Conference: ICML 2025
arXiv: 2504.14906
Code: github.com/liuhuadai/OmniAudio
Area: Audio & Speech
Keywords: Spatial Audio Generation, 360-Degree Video, First-order Ambisonics, Flow Matching, Self-Supervised Pre-training

TL;DR¶

This work proposes the OmniAudio framework, which achieves first-of-its-kind spatial audio generation in First-order Ambisonics (FOA) format from 360-degree panoramic videos. By incorporating a coarse-to-fine self-supervised pre-training paradigm and a dual-branch video encoding architecture, OmniAudio achieves state-of-the-art (SOTA) performance on the self-collected Sphere360 dataset.

Background & Motivation¶

Traditional video-to-audio methods face two key limitations: (1) they only generate non-spatial audio (such as mono or stereo), lacking 3D directional information; (2) they only process perspective videos with a limited field of view (FoV), omitting out-of-view sound sources. For instance, when a train passes through a panoramic video but is not visible in the frontal perspective view, traditional methods fail to capture this sound source.

Spatial audio (specifically in the FOA format) can preserve 3D auditory localization cues, but existing methods (such as ViSAGe and Diff-SAGe) still rely on fixed perspective inputs. 360-degree panoramic videos naturally provide complete spherical visual coverage, enabling the simultaneous observation of all sounding objects and their spatial relationships.

This paper defines the novel task of 360V2SA (360-degree Video to Spatial Audio), which presents three main challenges: (1) scarcity of paired data; (2) precise audio-visual synchronization on a sphere; and (3) complexity in generating high-fidelity spatial audio.

Method¶

Overall Architecture¶

OmniAudio consists of two core stages:

Coarse-to-Fine Self-Supervised Pre-training: Utilizes large-scale non-spatial audio and FOA spatial audio for two-stage pre-training to learn general audio patterns.
Spatially-Aware Supervised Fine-Tuning: Fine-tunes a Diffusion Transformer (DiT) conditioned on dual-branch video representations to generate FOA audio.

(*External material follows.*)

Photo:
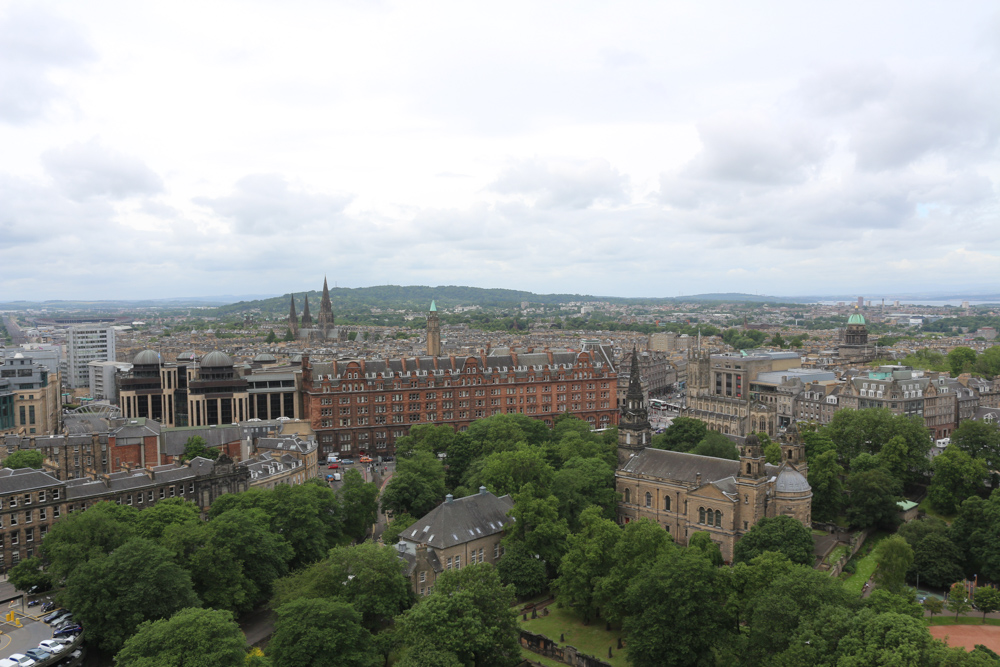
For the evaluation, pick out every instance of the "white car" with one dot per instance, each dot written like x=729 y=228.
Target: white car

The generative backbone adopts Conditional Flow Matching, which generates samples by learning vector fields of velocities mapping from noise to data, offering more stable training compared to DDPM.

Key Designs¶

1. Spatial Audio VAE¶

FOA audio comprises four channels (W/X/Y/Z), which respectively encode omnidirectional acoustic pressure, front-back, left-right, and up-down sound pressure gradients. Conventional VAEs only support stereo audio; this work proposes the following modifications:

Initialize the four-channel FOA VAE with pre-trained stereo VAE weights.
Remove the Mid-Side STFT loss tailored for stereo audio, and instead apply equal-weighted (1/4 each) reconstruction loss individually to each of the W/X/Y/Z channels.
Utilize the Snake activation function and the Descript Audio Codec architecture based on the Stable Audio framework to achieve high-quality reconstruction under high compression ratios.

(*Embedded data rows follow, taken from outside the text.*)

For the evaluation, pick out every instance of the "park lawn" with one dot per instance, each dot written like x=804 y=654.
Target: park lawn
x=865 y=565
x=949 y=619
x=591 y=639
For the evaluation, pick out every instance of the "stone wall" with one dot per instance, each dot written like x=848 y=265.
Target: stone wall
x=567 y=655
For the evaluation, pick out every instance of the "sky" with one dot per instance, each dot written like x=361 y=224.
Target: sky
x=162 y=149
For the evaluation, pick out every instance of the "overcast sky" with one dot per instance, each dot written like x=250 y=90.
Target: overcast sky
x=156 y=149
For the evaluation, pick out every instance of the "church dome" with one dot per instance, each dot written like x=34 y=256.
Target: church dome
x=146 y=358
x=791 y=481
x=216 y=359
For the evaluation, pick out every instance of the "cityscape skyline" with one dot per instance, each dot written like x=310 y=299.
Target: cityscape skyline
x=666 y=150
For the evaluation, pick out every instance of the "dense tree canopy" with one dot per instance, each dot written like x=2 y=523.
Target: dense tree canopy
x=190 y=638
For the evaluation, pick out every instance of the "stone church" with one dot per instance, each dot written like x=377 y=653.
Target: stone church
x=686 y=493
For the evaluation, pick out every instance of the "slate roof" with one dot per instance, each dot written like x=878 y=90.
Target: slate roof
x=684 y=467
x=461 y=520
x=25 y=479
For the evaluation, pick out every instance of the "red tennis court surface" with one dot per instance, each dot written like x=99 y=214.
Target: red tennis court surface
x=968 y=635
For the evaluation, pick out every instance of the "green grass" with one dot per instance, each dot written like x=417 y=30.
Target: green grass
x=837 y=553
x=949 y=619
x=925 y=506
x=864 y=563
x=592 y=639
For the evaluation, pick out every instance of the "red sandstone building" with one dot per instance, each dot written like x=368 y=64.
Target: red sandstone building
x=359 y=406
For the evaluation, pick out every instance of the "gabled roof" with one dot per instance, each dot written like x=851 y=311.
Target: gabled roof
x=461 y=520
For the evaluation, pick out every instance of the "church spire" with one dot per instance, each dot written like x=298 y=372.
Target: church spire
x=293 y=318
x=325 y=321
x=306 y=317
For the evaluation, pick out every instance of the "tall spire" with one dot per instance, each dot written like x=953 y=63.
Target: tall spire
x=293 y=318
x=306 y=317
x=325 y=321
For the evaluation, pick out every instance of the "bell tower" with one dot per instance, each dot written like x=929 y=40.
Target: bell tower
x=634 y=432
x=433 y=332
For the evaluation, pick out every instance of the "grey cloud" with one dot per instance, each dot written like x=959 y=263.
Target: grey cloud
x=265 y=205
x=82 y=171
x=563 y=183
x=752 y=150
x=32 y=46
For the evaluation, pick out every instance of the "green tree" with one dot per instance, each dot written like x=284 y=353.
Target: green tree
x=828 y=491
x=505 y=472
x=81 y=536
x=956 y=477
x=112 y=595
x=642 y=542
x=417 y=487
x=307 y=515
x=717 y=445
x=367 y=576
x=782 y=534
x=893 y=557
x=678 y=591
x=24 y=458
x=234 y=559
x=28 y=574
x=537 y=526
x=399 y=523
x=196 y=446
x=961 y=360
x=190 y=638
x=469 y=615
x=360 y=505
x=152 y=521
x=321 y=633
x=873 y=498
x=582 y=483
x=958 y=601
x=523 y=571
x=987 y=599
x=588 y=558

2. Dual-Branch Video Representation¶

To encode both global scene context and local fine-grained details:

Global Branch: Pads the 360-degree Equirectangular Projection (ERP) video into a 1:1 square crop and feeds it into a frozen MetaCLIP-Huge image encoder to extract global panoramic features.
Local Branch: Extracts the frontal 120° perspective video from the 360-degree video, which is then projected linearly and fed into the same MetaCLIP encoder to capture local detailed features.

Fusion mechanism: The local FoV features are upsampled to match the sequence length of the audio latent representation and added element-wise; the global 360 features are max-pooled and utilized as the global conditioning input for the DiT.

3. Coarse-to-Fine Self-Supervised Pre-training¶

Coarse-grained Stage: Trained on ~2M non-spatial audio samples (FreeSound + AudioSet + VGGSound). Non-spatial audio is first converted into FOA format (setting Y/Z to zero, W = Left + Right, X = Left - Right) and compressed into latent representations via the Spatial VAE. A flow matching model is then trained with token masking to reconstruct the masked portions.
Fine-grained Stage: Pre-trained exclusively on FOA spatial audio, allowing the model to learn spatial dynamic features specific to FOA.

Masking strategy: Applies conditioning masks to audio latent representations with a probability of \(p_{cond}=0.1\), randomly masking frames with a designated minimum mask span.

Loss & Training¶

Pre-training Loss: Standard Conditional Flow Matching objective (computed only on the masked portions).

Fine-tuning Loss: Flow Matching objective incorporating dual-branch video conditions, with timesteps sampled from a logit-normal distribution. CFG-Scale = 5 is applied during inference.

VAE Loss: Weighted four-channel multi-resolution STFT loss + KL divergence loss + discriminator loss.

Training Details:

VAE: 24× A800 GPUs, batch size 144, 500K steps + 300K additional steps with frozen encoder
Pre-training: 8× A100 GPUs, batch size 256, 100K steps
Fine-tuning: 8× A100 GPUs, batch size 256, 50K steps, learning rate 5e-5 (AdamW)
DiT Architecture (Large): 1536 embedding dimension, 24 layers, 24 attention heads, totaling 1.2B parameters

Sphere360 Dataset¶

This work introduces the first large-scale 360V2SA dataset, featuring 103K video clips (10 seconds each), totaling 288 hours and covering 288 distinct audio events.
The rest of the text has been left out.